Estamos a poco más de quince días de la juramentación de Pedro Castillo como Presidente Constitucional del Perú, y sobre su gobierno remecieron desde diferentes flancos una impresionante carga de misiles mediáticos que seguramente tendrá algún impacto en la opinión pública. Si el maestro de Chota creía que gobernar era una tarea fácil comparado con la de dirigir un aula de clase, en estos momentos, debe estar preocupado por tratar de contentar todos los reclamos e incluso cumplir sus promesas de campaña.

Los primeros misiles mediáticos llegaron para derribar el muro de contención política que se supone debería tener el gobierno en la composición de su gabinete ministerial.

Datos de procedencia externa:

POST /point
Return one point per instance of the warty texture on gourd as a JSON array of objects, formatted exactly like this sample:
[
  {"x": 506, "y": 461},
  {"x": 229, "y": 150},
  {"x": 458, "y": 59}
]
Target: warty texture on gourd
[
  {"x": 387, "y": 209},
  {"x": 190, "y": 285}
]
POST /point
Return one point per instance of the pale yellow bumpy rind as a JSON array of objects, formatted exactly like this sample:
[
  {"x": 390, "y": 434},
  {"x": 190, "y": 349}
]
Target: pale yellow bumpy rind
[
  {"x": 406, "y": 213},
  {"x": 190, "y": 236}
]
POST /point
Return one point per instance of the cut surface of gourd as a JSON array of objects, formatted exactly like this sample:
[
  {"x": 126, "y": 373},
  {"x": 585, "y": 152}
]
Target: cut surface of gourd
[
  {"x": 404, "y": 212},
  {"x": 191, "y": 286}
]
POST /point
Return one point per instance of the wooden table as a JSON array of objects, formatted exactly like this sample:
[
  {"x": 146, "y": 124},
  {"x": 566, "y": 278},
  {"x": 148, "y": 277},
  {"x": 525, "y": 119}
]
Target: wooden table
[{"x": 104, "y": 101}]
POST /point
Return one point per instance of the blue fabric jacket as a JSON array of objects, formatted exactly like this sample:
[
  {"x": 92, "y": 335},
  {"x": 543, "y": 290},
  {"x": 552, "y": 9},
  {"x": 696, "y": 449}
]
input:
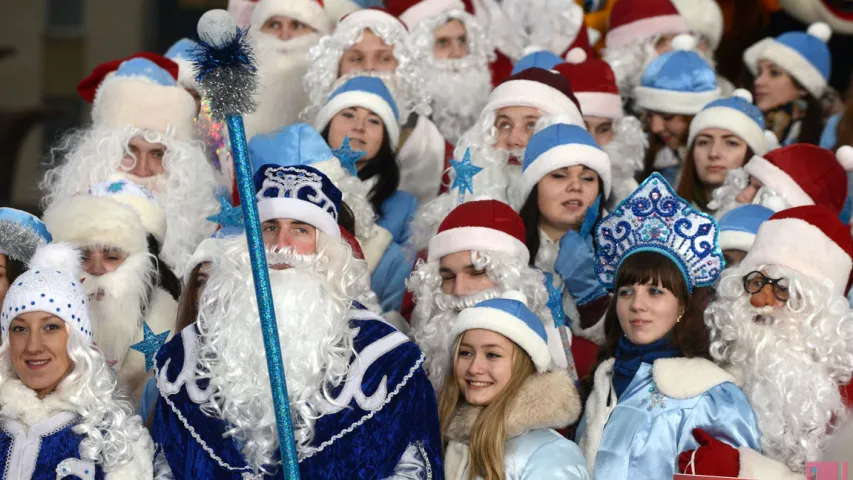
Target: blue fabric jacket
[
  {"x": 641, "y": 434},
  {"x": 388, "y": 423},
  {"x": 396, "y": 215}
]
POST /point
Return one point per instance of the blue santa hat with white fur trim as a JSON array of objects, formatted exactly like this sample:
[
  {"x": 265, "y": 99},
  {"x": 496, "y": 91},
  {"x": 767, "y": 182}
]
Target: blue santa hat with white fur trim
[
  {"x": 536, "y": 59},
  {"x": 739, "y": 226},
  {"x": 286, "y": 186},
  {"x": 804, "y": 55},
  {"x": 367, "y": 92},
  {"x": 509, "y": 316},
  {"x": 558, "y": 146},
  {"x": 678, "y": 82},
  {"x": 738, "y": 115},
  {"x": 51, "y": 285}
]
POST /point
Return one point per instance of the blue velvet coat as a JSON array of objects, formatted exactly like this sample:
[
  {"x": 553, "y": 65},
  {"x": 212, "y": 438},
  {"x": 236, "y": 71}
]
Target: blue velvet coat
[{"x": 389, "y": 427}]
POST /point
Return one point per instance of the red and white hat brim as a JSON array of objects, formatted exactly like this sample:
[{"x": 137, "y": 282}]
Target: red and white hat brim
[
  {"x": 799, "y": 245},
  {"x": 476, "y": 238}
]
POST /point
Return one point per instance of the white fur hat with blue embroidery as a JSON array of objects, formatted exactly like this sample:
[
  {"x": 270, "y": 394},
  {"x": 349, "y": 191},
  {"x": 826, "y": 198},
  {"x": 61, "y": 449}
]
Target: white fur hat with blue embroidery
[{"x": 51, "y": 285}]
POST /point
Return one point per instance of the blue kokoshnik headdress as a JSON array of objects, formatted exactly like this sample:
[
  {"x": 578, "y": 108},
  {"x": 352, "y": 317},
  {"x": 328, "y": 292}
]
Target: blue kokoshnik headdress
[{"x": 655, "y": 219}]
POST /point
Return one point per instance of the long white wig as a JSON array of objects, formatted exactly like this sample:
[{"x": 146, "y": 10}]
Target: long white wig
[
  {"x": 311, "y": 299},
  {"x": 325, "y": 58},
  {"x": 436, "y": 312},
  {"x": 792, "y": 360},
  {"x": 459, "y": 88},
  {"x": 186, "y": 192},
  {"x": 107, "y": 422}
]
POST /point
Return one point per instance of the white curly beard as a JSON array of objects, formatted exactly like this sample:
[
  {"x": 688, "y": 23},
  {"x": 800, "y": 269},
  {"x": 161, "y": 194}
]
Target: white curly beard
[{"x": 791, "y": 360}]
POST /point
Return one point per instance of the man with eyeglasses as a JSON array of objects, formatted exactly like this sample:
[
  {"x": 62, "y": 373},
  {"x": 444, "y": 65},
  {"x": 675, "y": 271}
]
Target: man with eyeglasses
[{"x": 782, "y": 325}]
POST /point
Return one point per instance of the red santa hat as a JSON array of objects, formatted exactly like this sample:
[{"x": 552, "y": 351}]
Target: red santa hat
[
  {"x": 805, "y": 174},
  {"x": 413, "y": 12},
  {"x": 483, "y": 225},
  {"x": 141, "y": 90},
  {"x": 810, "y": 240},
  {"x": 546, "y": 90},
  {"x": 636, "y": 20},
  {"x": 309, "y": 12},
  {"x": 594, "y": 84}
]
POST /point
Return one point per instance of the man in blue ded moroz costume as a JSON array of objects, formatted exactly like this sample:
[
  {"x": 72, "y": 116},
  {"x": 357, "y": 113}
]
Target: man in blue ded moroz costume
[{"x": 361, "y": 404}]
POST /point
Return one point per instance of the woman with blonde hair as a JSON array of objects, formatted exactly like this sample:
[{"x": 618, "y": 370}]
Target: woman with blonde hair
[{"x": 502, "y": 400}]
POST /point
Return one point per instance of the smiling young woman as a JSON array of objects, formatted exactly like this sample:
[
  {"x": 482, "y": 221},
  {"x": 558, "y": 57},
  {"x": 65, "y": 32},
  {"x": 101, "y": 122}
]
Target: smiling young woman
[
  {"x": 53, "y": 379},
  {"x": 501, "y": 400}
]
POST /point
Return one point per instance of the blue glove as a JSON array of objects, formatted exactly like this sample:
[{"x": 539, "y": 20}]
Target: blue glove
[{"x": 576, "y": 261}]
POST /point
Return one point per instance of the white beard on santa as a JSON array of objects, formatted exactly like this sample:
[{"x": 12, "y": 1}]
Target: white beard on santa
[{"x": 791, "y": 361}]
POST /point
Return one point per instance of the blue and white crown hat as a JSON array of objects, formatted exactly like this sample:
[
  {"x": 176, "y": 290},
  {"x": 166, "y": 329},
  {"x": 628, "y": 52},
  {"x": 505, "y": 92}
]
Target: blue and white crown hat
[
  {"x": 509, "y": 316},
  {"x": 678, "y": 82},
  {"x": 804, "y": 55},
  {"x": 297, "y": 144},
  {"x": 145, "y": 95},
  {"x": 286, "y": 186},
  {"x": 738, "y": 115},
  {"x": 21, "y": 233},
  {"x": 51, "y": 285},
  {"x": 655, "y": 219},
  {"x": 181, "y": 53},
  {"x": 739, "y": 227},
  {"x": 558, "y": 146},
  {"x": 364, "y": 91}
]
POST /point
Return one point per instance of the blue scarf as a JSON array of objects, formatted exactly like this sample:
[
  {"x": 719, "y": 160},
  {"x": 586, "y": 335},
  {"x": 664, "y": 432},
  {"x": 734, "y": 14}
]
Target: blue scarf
[{"x": 629, "y": 357}]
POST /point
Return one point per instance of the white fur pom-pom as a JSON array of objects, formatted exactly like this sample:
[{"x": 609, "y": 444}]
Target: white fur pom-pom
[
  {"x": 772, "y": 141},
  {"x": 576, "y": 55},
  {"x": 684, "y": 42},
  {"x": 57, "y": 256},
  {"x": 845, "y": 157},
  {"x": 216, "y": 27},
  {"x": 515, "y": 295},
  {"x": 821, "y": 31},
  {"x": 744, "y": 94},
  {"x": 532, "y": 49}
]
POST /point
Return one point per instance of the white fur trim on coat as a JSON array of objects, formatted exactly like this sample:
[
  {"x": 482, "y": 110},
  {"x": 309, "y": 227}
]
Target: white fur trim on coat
[
  {"x": 142, "y": 103},
  {"x": 776, "y": 178},
  {"x": 599, "y": 406},
  {"x": 801, "y": 246},
  {"x": 527, "y": 93},
  {"x": 758, "y": 467},
  {"x": 427, "y": 9},
  {"x": 84, "y": 220},
  {"x": 688, "y": 377},
  {"x": 671, "y": 101},
  {"x": 726, "y": 118},
  {"x": 476, "y": 238},
  {"x": 309, "y": 12},
  {"x": 642, "y": 29}
]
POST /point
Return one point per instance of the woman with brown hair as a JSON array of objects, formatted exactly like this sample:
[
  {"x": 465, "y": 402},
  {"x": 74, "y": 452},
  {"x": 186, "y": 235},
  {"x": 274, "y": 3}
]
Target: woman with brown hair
[
  {"x": 655, "y": 390},
  {"x": 791, "y": 74},
  {"x": 723, "y": 137},
  {"x": 502, "y": 400}
]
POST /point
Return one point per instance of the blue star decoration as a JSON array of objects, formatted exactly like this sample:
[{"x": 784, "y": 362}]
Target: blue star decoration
[
  {"x": 555, "y": 301},
  {"x": 348, "y": 156},
  {"x": 229, "y": 215},
  {"x": 465, "y": 172},
  {"x": 150, "y": 345}
]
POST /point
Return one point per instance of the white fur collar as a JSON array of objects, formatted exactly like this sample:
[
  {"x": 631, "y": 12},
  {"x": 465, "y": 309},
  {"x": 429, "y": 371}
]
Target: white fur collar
[
  {"x": 20, "y": 402},
  {"x": 688, "y": 377},
  {"x": 375, "y": 246}
]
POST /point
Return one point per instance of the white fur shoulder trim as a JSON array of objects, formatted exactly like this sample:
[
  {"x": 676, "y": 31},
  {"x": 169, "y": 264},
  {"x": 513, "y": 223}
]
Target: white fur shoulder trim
[
  {"x": 757, "y": 466},
  {"x": 141, "y": 467},
  {"x": 688, "y": 377}
]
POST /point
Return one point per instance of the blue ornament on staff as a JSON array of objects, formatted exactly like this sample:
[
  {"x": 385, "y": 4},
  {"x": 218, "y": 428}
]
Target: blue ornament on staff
[{"x": 228, "y": 78}]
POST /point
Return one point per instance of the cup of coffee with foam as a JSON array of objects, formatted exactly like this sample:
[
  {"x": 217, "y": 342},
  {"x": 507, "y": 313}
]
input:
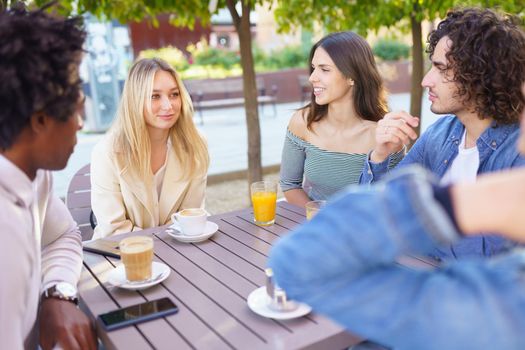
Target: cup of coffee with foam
[
  {"x": 190, "y": 222},
  {"x": 137, "y": 255}
]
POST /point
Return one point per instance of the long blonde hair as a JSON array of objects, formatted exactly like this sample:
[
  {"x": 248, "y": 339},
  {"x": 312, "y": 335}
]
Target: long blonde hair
[{"x": 130, "y": 136}]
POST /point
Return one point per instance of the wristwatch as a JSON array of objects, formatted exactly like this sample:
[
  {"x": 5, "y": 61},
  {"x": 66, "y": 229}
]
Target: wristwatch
[{"x": 63, "y": 291}]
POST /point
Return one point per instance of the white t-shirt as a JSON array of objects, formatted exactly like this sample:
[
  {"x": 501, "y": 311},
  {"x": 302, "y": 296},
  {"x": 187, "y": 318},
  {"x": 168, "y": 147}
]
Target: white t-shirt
[
  {"x": 41, "y": 246},
  {"x": 464, "y": 167}
]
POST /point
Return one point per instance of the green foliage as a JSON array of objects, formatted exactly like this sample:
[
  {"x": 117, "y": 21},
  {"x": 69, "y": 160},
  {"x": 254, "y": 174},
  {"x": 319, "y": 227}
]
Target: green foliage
[
  {"x": 205, "y": 55},
  {"x": 366, "y": 15},
  {"x": 391, "y": 50},
  {"x": 286, "y": 57},
  {"x": 170, "y": 54}
]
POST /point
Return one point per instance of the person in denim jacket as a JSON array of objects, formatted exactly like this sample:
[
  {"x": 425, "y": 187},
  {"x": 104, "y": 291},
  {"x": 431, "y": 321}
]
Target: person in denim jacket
[
  {"x": 478, "y": 84},
  {"x": 343, "y": 262}
]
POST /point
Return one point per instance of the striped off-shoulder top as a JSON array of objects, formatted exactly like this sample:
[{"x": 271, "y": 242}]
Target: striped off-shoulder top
[{"x": 320, "y": 173}]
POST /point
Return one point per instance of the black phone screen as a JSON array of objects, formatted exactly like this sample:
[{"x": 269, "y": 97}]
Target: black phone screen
[{"x": 138, "y": 313}]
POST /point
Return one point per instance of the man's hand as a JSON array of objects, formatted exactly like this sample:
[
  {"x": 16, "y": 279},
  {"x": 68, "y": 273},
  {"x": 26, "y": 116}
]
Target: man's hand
[
  {"x": 62, "y": 323},
  {"x": 393, "y": 132},
  {"x": 494, "y": 203}
]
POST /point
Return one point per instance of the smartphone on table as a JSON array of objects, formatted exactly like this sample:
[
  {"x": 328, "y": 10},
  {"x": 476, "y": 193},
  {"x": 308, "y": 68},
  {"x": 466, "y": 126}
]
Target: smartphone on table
[{"x": 134, "y": 314}]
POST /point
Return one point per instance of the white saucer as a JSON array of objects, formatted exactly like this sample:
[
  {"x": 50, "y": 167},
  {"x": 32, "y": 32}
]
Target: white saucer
[
  {"x": 117, "y": 277},
  {"x": 209, "y": 231},
  {"x": 258, "y": 302}
]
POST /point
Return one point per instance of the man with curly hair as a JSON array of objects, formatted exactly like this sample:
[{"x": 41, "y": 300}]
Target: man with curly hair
[
  {"x": 478, "y": 66},
  {"x": 344, "y": 262},
  {"x": 40, "y": 252}
]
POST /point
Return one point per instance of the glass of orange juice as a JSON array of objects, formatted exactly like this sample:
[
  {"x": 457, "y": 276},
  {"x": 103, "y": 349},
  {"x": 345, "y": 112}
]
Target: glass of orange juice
[
  {"x": 313, "y": 207},
  {"x": 264, "y": 198}
]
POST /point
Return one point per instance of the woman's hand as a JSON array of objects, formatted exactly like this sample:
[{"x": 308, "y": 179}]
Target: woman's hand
[{"x": 393, "y": 132}]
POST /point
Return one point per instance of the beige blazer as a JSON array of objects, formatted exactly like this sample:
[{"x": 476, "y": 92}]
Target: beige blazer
[{"x": 121, "y": 203}]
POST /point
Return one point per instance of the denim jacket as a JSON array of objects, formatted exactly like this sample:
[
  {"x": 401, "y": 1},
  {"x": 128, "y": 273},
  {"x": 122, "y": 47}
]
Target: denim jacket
[
  {"x": 437, "y": 148},
  {"x": 343, "y": 264}
]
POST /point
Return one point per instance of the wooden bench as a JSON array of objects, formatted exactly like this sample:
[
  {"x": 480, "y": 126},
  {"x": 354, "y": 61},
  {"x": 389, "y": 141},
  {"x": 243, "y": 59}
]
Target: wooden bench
[
  {"x": 226, "y": 93},
  {"x": 78, "y": 201}
]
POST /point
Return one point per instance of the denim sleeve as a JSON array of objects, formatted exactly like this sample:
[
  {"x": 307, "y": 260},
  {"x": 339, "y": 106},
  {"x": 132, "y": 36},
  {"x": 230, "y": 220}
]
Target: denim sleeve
[
  {"x": 292, "y": 163},
  {"x": 342, "y": 263}
]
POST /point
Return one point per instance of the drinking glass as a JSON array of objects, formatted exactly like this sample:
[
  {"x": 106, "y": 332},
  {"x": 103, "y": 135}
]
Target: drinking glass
[{"x": 264, "y": 199}]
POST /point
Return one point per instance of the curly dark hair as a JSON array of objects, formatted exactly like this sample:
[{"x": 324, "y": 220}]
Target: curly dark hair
[
  {"x": 39, "y": 58},
  {"x": 487, "y": 59}
]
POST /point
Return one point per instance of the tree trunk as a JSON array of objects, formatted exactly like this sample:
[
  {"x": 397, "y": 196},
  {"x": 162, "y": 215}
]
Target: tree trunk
[
  {"x": 242, "y": 26},
  {"x": 416, "y": 91}
]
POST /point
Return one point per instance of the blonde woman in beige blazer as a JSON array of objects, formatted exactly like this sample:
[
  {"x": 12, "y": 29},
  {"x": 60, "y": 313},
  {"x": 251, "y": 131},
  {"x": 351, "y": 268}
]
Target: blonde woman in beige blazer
[{"x": 152, "y": 162}]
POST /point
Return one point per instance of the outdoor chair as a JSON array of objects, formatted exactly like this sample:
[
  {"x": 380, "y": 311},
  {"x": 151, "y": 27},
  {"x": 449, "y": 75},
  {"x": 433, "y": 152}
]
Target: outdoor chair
[{"x": 78, "y": 201}]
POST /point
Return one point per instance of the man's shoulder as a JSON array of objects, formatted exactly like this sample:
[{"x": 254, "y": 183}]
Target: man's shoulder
[
  {"x": 445, "y": 126},
  {"x": 12, "y": 215}
]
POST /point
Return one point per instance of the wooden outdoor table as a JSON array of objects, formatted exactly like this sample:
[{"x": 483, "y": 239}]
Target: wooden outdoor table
[{"x": 210, "y": 282}]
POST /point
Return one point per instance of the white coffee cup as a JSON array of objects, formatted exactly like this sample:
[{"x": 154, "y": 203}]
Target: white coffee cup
[{"x": 191, "y": 221}]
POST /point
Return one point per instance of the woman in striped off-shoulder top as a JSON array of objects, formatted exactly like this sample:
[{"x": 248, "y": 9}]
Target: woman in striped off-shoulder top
[{"x": 328, "y": 140}]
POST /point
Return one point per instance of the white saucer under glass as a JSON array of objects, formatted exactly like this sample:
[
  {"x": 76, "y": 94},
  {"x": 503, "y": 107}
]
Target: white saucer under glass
[
  {"x": 159, "y": 272},
  {"x": 209, "y": 231},
  {"x": 259, "y": 301}
]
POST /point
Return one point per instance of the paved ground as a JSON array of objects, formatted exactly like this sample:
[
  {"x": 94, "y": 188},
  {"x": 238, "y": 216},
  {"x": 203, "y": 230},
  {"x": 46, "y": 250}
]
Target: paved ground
[{"x": 225, "y": 130}]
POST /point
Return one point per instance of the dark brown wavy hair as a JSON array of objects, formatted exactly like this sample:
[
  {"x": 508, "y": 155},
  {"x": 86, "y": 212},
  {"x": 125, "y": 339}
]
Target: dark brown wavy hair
[
  {"x": 487, "y": 59},
  {"x": 354, "y": 58}
]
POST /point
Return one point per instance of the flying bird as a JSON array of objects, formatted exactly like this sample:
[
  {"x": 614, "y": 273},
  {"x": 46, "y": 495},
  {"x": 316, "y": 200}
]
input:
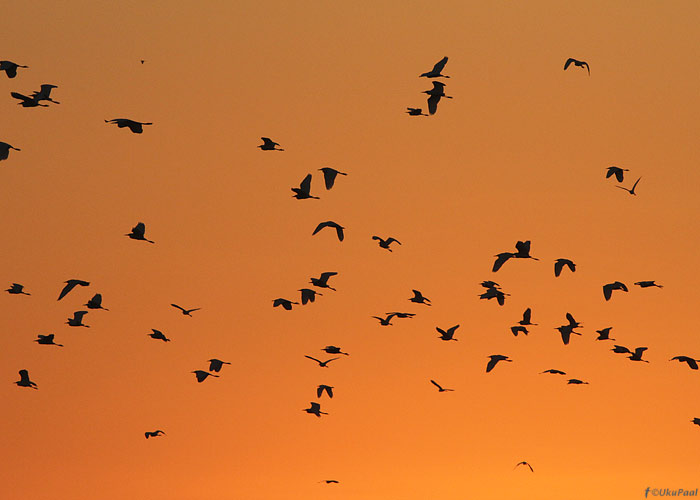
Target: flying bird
[
  {"x": 134, "y": 126},
  {"x": 330, "y": 223}
]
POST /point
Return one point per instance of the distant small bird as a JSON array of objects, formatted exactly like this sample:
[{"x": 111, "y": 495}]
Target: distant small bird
[
  {"x": 330, "y": 223},
  {"x": 138, "y": 232},
  {"x": 580, "y": 64},
  {"x": 385, "y": 243},
  {"x": 134, "y": 126},
  {"x": 440, "y": 388},
  {"x": 46, "y": 340},
  {"x": 315, "y": 409},
  {"x": 202, "y": 375},
  {"x": 17, "y": 289},
  {"x": 70, "y": 284},
  {"x": 77, "y": 319},
  {"x": 559, "y": 265},
  {"x": 322, "y": 364},
  {"x": 269, "y": 145},
  {"x": 618, "y": 172},
  {"x": 436, "y": 72},
  {"x": 608, "y": 289},
  {"x": 24, "y": 380},
  {"x": 327, "y": 388},
  {"x": 329, "y": 175},
  {"x": 186, "y": 312},
  {"x": 158, "y": 335},
  {"x": 10, "y": 68}
]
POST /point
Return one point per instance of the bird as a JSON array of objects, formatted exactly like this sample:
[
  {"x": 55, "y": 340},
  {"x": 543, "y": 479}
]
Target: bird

No prepararon la artillería de defensa, tampoco consiguieron los generales de primera línea. Y, como expusieron sus debilidades, despertaron las críticas desde sectores de izquierdas a derechas. Si Pedro Castillo no logra reestablecer el orden político, ¿se habrá encontrado la justificación perfecta para su derrocamiento?

Sin embargo, mientras las acusaciones políticas llegan en distintas direcciones para tratar de minar la poca credibilidad que tiene el gobierno, e incluso, si persisten los ataques sin medir la contundencia de las pruebas creo que podría resultar un efecto contraproducente en la ciudadanía. ¡Cuidado! La gente tiende a solidarizarse con los más débiles. Porque si la comunicación es emocional, la comunicación política es hiperemocional.

Seguramente, el impacto de la economía es una variable muy difícil de explicar. Es decir, cuando el romance electoral se mantiene, como en toda actividad humana, podría contenerse por un breve tiempo. Si no se logra aprovechar ese momento se corre el riesgo de perder la confianza ciudadana y, eso a veces, jamás se logrará recuperar. Alan García con el APRA en su primer gobierno es una muestra de lo difícil que es recuperar la confianza ciudadana. Ni siquiera Acción Popular con la figura Belaunde lograron, hasta hoy, recuperar la confianza electoral.